Five short links

Highfive2
Photo by somethingstartedcrazy

Airport security using your online profile – Most people now have multiple public profiles on different services like Facebook and LinkedIn. Unlike traditional self-supplied information, these are hard to fake because they require significant numbers of other people to implicitly supply references by friending you. You can imagine creating a large number of fake acounts all friending each other, but that structure will stick out in a social graph like a sour thumb. Then there's semi-public data like credit reports on top of that, which either requires years of preparation or cooperation from multiple private companies to fake. This means that if you can verify that a person is who they say they are, you can be very sure about whether that identity is a real or made-up one. I first heard about this as a problem that spies in foreign countries now face when building new identities, but this article indicates that airline security in the US may rely on similar data as a signal when screening travelers.

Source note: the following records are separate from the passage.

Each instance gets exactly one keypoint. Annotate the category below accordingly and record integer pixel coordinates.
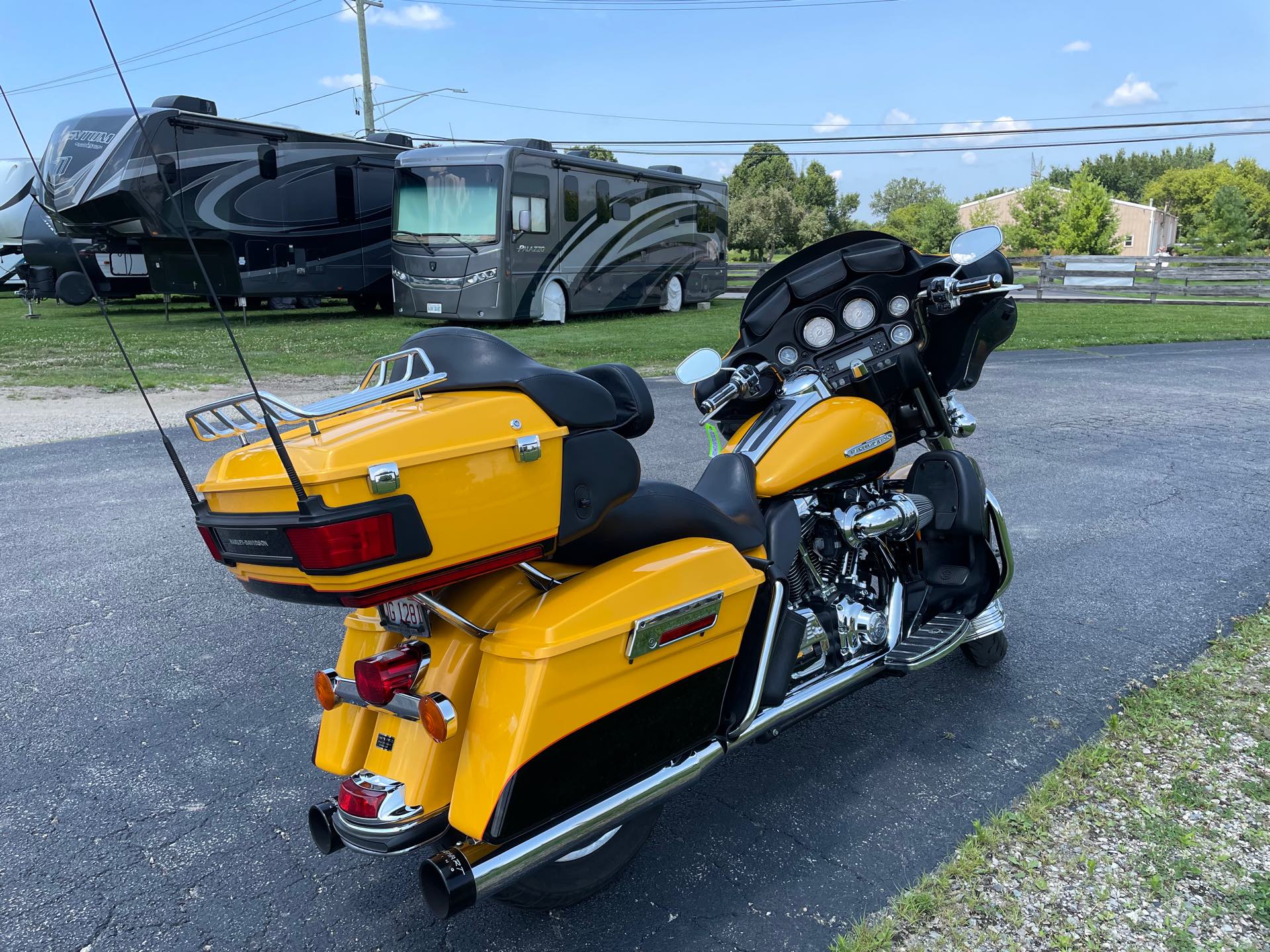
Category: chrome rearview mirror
(972, 245)
(698, 366)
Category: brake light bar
(343, 543)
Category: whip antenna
(202, 270)
(167, 444)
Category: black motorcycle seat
(722, 507)
(473, 360)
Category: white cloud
(351, 79)
(832, 122)
(1005, 125)
(1132, 92)
(413, 17)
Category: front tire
(583, 873)
(987, 651)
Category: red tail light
(211, 542)
(385, 674)
(343, 543)
(360, 801)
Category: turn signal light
(343, 543)
(360, 801)
(437, 716)
(385, 674)
(325, 691)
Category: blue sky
(880, 66)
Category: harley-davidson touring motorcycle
(541, 648)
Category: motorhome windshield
(447, 205)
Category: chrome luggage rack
(218, 420)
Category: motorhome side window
(269, 159)
(603, 207)
(571, 198)
(530, 192)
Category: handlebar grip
(973, 286)
(719, 397)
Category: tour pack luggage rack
(215, 420)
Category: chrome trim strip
(1007, 554)
(799, 395)
(452, 617)
(765, 658)
(647, 633)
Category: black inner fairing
(947, 352)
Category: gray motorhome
(520, 231)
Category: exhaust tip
(447, 883)
(325, 836)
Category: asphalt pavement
(159, 723)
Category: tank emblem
(870, 444)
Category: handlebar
(976, 286)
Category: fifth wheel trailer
(273, 211)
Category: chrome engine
(843, 571)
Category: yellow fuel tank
(839, 438)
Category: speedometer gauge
(859, 314)
(818, 332)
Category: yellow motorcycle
(541, 648)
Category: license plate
(404, 615)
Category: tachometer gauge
(818, 332)
(859, 314)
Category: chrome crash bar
(239, 415)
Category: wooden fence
(1123, 280)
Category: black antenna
(202, 270)
(101, 302)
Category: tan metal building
(1143, 229)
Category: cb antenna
(276, 438)
(101, 302)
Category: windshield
(447, 205)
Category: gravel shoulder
(1156, 834)
(50, 414)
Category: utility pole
(367, 102)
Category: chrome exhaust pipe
(455, 879)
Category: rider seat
(722, 507)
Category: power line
(312, 99)
(225, 30)
(836, 125)
(186, 56)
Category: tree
(1127, 175)
(1037, 212)
(763, 167)
(1089, 225)
(937, 223)
(1189, 192)
(763, 221)
(900, 193)
(984, 214)
(1226, 227)
(842, 216)
(600, 153)
(816, 188)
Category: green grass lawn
(71, 346)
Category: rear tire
(568, 881)
(987, 651)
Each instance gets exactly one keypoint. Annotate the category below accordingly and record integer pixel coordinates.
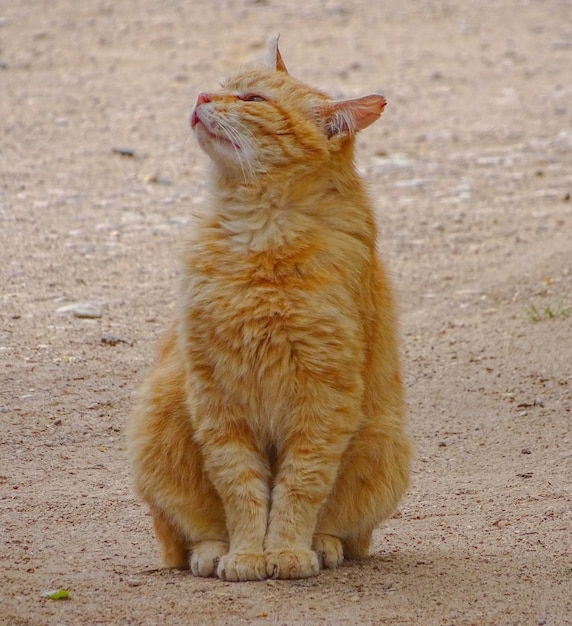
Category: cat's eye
(251, 97)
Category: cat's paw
(206, 556)
(328, 549)
(287, 564)
(240, 566)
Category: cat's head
(263, 120)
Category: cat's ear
(347, 117)
(276, 57)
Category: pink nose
(203, 97)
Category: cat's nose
(203, 97)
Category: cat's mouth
(198, 125)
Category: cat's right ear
(347, 117)
(276, 57)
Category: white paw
(288, 564)
(328, 549)
(240, 566)
(206, 555)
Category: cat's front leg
(241, 478)
(305, 477)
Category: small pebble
(82, 310)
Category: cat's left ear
(276, 57)
(347, 117)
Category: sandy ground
(471, 171)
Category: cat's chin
(206, 137)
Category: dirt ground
(470, 169)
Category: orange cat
(269, 439)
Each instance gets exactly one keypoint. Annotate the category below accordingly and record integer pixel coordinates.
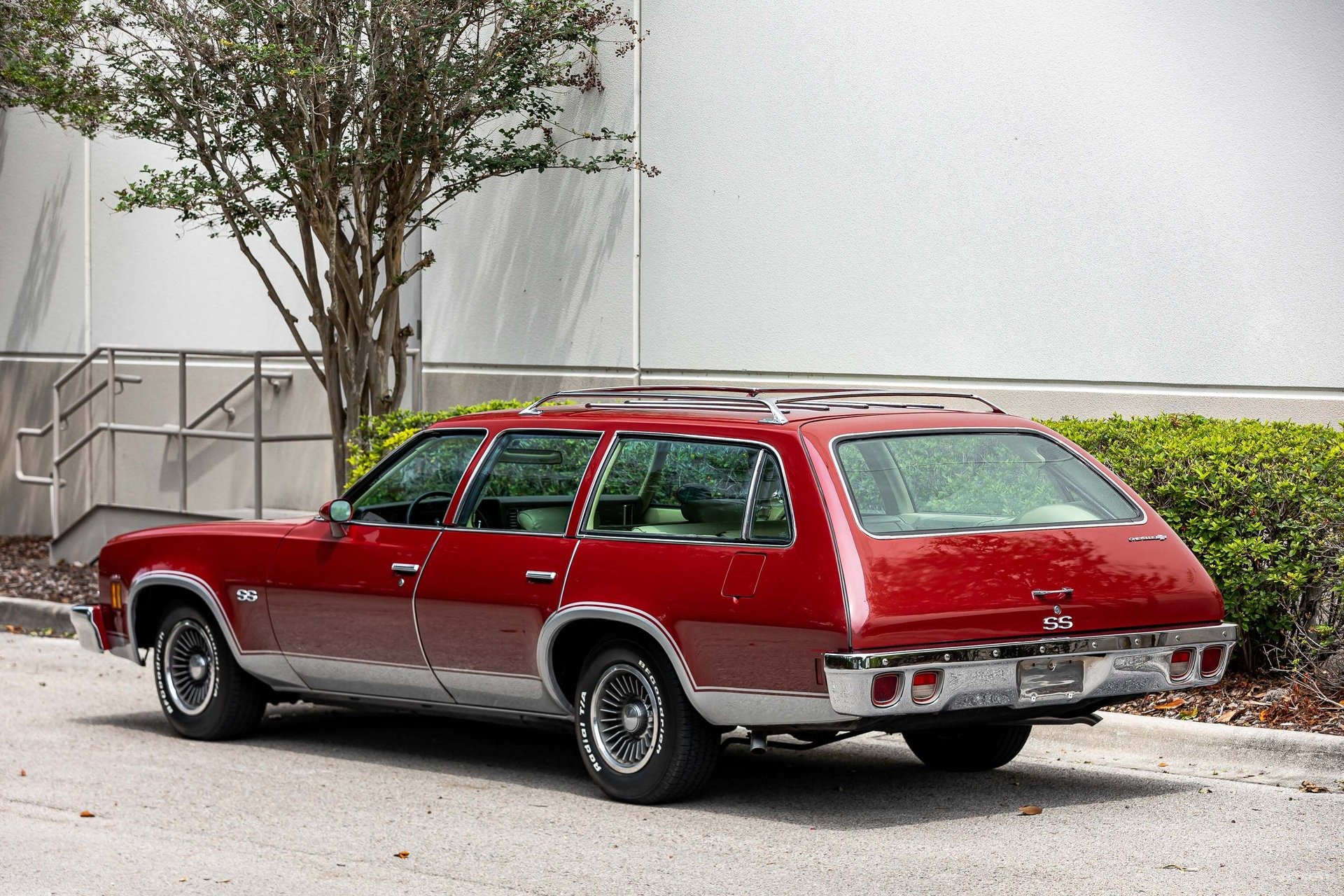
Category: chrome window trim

Mapbox's Wax  – I only recently discovered Mapbox, but I've been blown away by the quality of their work. Wax is their Javascript library that makes it easy to use a whole bunch of different map technologies through a common interface.

Girls go geek again – It's eye-opening to see how female-friendly computing used to be, and depressing to see how much ground we've lost since the early 80's. Don't dismiss this as a hippy political-correctness problem, just think about all of the kick-ass github projects that don't exist because the authors didn't go into our field.

Open-source data journalism with BuzzData – I've been excited to see Peter Forde's vision of a socially-focused data site become a reality. It ties in with one of my big dreams, of seeing every journalistic story that references data make the raw numbers available for follow-ups and responses, just like scientific papers.

HMS Pinafore – The Pirates of Penzance came up on my iTunes shuffle a few days ago, and I decided to see if there were any Gilbert and Sullivan performances coming up. As luck would have it, Lamplighters were finishing up a run of HMS Pinafore at Mountain View, so a few of us ventured down in some trepidation (South Bay isn't normally where I head for my culture). I was amazed, it was by far the best G&S production I've ever seen. The singing of the main players and the chorus was clear, rich and powerful, the choreography was crisp but still full of life, and the orchestra was note-perfect. The acting made the show though, with Robby Stafford stealing scenes left and right as Dick Deadeye. I'm going to be following the Lamplighter's schedule closely from now on, that was one of the best shows I've seen all year and I'm looking forward to catching more.